RGT did not appear at the preliminary hearing or otherwise.
On 7 August 2014, RGT was personally provided with the Mandatory Written Information on Adoption and the Instrument of Consent. On 8 March 2016, VEH was personally provided with a copy of the Mandatory Written Information on Adoption. Thus, there has been compliance with s 59(1) of the Act (ensuring that a person whose consent to an adoption is needed before an adoption order can be made is given the mandatory written information before the person consents or refuses consent to the adoption).
I have earlier referred to the evidence of RGT being told of the hearing dates. As is obvious, she did not appear at the hearing.
[6]
Other Formal Matters
Before an adoption order can be made in New South Wales, the Court must be satisfied that a number of other procedural factual safeguards required by the Act have been met.
I shall refer to the formal matters that are required by the Act, by reference to the facts of this case, as there is no dispute about them:
1. BAEH was less than eighteen years of age when the Summons was filed, and she still is: s 24(1)(a) of the Act.
2. CMAM is resident and domiciled in the State of New South Wales: s 23(2)(b) and s 27(1) of the Act. She is an Australian citizen.
3. The application for the adoption order has been made in accordance with the Act solely on behalf of one person, CMAM: s 23(1) of the Act.
4. CMAM meets the age requirements prescribed by the Act: s 27(2)(a) of the Act.
5. CMAM is an authorised carer. The Dictionary to the Act, relevantly, defines "authorised carer" as including any person who has care and responsibility for a child under out-of-home care arrangements made under the Care Act. Section 135A(1) of the Care Act, relevantly, provides that "statutory out-of-home care is out-of-home care that is provided in respect of a child or young person for a period of more than 14 days, pursuant to a care order of the Children's Court". She had been approved as a long term permanent carer.
6. BAEH was placed into the care of CMAM on 27 November 2013, when she was 2 years old.

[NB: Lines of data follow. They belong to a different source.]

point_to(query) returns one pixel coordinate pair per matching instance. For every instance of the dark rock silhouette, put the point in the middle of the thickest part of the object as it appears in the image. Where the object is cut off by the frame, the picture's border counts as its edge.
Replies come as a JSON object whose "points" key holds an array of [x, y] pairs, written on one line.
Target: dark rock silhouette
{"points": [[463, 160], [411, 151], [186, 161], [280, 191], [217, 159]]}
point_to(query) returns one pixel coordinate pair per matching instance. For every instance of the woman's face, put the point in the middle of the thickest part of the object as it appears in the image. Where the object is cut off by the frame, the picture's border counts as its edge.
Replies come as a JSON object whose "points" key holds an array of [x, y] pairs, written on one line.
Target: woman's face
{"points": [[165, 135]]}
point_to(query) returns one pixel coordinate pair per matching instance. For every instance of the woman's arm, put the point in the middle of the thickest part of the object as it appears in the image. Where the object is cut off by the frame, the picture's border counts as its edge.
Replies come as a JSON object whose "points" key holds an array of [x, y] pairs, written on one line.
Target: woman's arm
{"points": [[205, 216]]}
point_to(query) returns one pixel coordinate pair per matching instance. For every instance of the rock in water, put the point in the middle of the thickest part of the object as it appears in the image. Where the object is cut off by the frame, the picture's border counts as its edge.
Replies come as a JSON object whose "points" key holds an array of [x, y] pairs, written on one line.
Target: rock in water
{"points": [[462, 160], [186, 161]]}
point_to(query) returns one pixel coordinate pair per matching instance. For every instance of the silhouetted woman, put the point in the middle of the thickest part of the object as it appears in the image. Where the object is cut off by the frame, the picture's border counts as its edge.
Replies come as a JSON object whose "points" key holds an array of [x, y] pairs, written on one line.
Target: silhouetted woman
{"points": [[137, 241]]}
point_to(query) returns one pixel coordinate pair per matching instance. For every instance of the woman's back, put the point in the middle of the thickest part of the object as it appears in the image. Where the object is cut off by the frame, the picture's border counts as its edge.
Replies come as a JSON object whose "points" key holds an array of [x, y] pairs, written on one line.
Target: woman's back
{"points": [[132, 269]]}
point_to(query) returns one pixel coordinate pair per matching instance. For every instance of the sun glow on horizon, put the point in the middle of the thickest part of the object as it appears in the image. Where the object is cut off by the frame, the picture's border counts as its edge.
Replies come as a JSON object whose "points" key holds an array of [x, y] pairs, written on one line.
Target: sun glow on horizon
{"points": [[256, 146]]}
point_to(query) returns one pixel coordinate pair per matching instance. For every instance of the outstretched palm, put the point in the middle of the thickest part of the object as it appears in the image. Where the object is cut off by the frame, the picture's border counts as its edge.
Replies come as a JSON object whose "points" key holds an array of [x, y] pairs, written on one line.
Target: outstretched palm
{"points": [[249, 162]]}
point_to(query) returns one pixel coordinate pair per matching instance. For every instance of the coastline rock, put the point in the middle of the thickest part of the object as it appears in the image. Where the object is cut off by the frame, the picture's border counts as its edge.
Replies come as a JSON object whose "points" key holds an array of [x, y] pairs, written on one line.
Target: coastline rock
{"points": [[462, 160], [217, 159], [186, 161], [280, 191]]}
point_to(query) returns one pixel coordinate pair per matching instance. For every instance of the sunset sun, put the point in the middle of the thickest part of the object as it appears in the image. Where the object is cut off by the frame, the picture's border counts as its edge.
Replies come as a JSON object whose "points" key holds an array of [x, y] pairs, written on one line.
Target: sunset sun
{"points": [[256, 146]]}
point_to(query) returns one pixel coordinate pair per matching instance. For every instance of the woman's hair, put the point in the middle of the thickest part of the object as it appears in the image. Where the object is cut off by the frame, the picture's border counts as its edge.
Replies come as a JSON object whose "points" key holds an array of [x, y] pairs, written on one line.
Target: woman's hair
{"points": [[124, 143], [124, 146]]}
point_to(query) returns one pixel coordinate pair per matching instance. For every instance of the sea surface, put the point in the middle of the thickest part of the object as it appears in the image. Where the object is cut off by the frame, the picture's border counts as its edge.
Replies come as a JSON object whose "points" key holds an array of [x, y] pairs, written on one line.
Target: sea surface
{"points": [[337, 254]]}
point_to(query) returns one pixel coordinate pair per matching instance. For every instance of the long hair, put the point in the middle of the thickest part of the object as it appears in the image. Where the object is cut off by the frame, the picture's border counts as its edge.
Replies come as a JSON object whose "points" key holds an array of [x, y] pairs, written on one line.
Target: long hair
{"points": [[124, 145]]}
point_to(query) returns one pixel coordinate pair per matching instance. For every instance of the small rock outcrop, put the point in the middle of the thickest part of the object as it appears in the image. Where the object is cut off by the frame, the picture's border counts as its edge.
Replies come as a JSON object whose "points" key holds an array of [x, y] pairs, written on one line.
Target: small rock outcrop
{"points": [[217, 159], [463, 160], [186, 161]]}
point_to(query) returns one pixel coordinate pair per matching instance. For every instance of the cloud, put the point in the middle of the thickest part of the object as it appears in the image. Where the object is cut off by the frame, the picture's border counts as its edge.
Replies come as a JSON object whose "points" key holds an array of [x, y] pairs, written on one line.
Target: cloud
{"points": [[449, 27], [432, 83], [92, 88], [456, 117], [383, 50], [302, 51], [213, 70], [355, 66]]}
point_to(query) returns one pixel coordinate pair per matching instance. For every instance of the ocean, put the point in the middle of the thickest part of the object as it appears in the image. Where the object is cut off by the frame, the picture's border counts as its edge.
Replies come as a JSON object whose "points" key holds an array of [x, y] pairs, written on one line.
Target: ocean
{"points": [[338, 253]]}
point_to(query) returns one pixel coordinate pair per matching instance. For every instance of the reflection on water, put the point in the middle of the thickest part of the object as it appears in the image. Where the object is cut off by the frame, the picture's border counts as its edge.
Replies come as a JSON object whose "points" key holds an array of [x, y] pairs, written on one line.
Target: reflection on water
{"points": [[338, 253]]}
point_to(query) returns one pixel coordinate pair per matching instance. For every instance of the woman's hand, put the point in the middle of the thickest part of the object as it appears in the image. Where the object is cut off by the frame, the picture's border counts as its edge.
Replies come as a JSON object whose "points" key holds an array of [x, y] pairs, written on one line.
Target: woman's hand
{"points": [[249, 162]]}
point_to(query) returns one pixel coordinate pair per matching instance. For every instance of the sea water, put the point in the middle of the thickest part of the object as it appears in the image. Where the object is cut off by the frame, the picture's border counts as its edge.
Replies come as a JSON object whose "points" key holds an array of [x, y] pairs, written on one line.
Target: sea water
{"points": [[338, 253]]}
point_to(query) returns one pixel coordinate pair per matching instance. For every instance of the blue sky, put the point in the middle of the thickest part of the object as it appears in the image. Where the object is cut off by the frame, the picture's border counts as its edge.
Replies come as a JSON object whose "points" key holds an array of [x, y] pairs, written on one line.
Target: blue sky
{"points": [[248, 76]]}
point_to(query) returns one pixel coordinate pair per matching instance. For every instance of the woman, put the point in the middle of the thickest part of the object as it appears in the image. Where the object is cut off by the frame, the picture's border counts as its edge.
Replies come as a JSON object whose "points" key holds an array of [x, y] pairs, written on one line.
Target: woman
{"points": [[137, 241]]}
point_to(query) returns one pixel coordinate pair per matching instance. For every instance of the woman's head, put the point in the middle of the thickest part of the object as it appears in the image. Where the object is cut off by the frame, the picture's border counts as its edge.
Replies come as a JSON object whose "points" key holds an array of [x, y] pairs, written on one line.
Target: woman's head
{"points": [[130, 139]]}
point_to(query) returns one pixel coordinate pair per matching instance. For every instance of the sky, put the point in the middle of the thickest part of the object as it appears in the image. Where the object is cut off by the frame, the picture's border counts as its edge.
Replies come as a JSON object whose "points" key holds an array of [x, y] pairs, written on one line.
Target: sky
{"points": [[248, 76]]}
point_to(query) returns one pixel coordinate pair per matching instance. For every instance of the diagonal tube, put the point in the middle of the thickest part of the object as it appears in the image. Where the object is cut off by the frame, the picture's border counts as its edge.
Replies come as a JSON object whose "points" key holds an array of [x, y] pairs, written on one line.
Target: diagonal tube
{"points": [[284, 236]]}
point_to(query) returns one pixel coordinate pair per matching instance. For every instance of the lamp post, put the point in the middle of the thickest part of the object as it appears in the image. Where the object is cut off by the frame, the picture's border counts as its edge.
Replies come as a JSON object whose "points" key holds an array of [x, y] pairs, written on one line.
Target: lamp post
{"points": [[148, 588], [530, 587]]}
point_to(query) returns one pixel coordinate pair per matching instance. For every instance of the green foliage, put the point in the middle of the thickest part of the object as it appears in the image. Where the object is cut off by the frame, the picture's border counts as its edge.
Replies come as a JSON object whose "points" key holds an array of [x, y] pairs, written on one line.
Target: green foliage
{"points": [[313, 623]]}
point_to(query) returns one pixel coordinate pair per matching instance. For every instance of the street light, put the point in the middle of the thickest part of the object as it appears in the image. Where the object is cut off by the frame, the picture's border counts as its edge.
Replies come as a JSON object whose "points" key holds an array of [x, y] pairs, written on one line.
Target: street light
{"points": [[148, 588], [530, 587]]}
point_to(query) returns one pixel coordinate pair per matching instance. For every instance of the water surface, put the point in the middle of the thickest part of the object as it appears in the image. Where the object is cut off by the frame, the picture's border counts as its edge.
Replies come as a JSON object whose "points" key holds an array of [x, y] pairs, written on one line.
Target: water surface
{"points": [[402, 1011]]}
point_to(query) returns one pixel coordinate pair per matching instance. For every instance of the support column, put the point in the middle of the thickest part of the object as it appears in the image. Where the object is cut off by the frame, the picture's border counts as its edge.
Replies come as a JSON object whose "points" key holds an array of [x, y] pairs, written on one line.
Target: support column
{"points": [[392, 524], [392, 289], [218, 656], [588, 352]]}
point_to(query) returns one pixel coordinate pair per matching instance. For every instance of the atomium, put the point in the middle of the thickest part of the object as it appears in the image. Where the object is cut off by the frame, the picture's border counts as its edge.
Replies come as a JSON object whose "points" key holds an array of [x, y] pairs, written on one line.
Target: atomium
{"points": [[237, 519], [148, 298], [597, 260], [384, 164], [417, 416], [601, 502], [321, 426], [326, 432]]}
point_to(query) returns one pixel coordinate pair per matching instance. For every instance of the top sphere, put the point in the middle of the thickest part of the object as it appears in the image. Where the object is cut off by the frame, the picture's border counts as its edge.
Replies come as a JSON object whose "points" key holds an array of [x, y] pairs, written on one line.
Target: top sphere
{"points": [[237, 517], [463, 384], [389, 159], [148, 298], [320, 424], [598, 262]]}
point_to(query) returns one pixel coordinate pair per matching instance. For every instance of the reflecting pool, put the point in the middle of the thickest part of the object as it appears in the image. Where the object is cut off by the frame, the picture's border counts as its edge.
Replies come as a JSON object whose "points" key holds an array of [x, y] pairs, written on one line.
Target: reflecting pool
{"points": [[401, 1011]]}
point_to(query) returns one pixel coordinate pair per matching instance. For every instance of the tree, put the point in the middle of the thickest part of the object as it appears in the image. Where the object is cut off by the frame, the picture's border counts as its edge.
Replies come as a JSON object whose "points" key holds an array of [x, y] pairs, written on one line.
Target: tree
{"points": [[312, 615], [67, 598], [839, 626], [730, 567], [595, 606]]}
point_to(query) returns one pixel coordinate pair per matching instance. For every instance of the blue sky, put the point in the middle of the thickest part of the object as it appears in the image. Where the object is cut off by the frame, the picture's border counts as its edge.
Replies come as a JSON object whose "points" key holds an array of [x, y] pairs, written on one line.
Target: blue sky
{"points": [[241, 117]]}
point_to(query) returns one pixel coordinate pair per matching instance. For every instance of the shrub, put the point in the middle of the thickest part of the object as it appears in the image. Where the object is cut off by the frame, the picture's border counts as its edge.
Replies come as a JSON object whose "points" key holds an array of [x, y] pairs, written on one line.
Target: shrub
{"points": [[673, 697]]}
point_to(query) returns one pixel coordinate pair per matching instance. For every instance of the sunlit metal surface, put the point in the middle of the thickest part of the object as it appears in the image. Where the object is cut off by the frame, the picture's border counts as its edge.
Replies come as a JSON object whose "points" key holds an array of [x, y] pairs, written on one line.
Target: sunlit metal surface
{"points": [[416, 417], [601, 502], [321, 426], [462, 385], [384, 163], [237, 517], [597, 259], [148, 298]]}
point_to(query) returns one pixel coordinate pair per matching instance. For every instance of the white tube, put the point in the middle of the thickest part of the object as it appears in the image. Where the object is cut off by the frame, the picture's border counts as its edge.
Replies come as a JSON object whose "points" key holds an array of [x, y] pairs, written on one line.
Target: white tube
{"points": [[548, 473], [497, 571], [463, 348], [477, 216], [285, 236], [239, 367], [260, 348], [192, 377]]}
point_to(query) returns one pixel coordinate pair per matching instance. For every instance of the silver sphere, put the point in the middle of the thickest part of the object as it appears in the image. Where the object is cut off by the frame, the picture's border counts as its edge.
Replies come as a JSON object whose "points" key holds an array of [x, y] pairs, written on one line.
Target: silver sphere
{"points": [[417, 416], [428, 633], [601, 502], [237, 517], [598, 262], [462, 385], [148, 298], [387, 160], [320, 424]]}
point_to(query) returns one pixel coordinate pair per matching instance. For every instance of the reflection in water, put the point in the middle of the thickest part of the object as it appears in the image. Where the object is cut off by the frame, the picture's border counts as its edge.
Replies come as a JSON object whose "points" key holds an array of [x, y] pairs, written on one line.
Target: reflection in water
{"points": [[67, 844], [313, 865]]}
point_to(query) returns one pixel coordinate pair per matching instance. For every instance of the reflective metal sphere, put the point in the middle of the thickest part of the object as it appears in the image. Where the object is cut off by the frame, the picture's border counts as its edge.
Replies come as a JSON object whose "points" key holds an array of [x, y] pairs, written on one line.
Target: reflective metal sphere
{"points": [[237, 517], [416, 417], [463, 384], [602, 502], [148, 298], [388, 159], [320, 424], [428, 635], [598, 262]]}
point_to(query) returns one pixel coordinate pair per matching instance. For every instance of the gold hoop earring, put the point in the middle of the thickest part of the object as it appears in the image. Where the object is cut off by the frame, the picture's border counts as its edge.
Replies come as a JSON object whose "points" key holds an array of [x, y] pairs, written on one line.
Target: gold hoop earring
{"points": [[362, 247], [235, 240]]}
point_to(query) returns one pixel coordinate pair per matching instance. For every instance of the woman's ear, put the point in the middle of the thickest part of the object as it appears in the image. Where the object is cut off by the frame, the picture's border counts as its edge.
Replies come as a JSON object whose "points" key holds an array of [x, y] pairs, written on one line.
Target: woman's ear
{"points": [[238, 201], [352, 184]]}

BAEH has been in the care of CMAM continuously since then.
7. There are four affidavits attesting to the good fame and character of CMAM: s 27(1)(b) of the Act.
8. On 24 January 2013, CMAM submitted an Expression of Interest to adopt and on 7 June 2015, she signed an application form to adopt BAEH pursuant to s 43 of the Act.
9. From April to July 2013, CMAM was assessed to determine her suitability to be approved to adopt pursuant to s 45 of the Act.
10. In March 2014, CMAM attended a Transition to Adoption Training Seminar, organised by Barnardos, which covered a number of topics relating to the application for adoption.
11. CMAM has been selected according to the requirements of the Act. She is of good repute and is a fit and proper person to adopt BAEH, as required in s 27(1)(b) of the Act.
12. Each of VEH and RGT has been provided with a copy of the Mandatory Written Information in regard to the adoption, as required by s 59 of the Act.
13. Consent to the adoption must be given by every person whose consent is necessary, unless that consent has been, or should be, dispensed with: s 90(1)(d) and s 52 of the Act. That consent has not been given by either VEH or RGT.
14. For the purposes of s 87 of the Act, the application is made by the Secretary. The Secretary has consented to the adoption order being made for BAEH, as required by s 52(a)(iii) of the Act. The Minister, who has parental responsibility, has, by an authorised delegate, consented in May 2015.
15. The Court may not make an order for the adoption of a child unless a report in writing concerning the proposed adoption has been provided to the Court: s 91(1) of the Act. I have referred to that report having been annexed to an affidavit of Ms Norderyd, earlier in these reasons.
16. BAEH is not an Aboriginal or Torres Strait Islander child.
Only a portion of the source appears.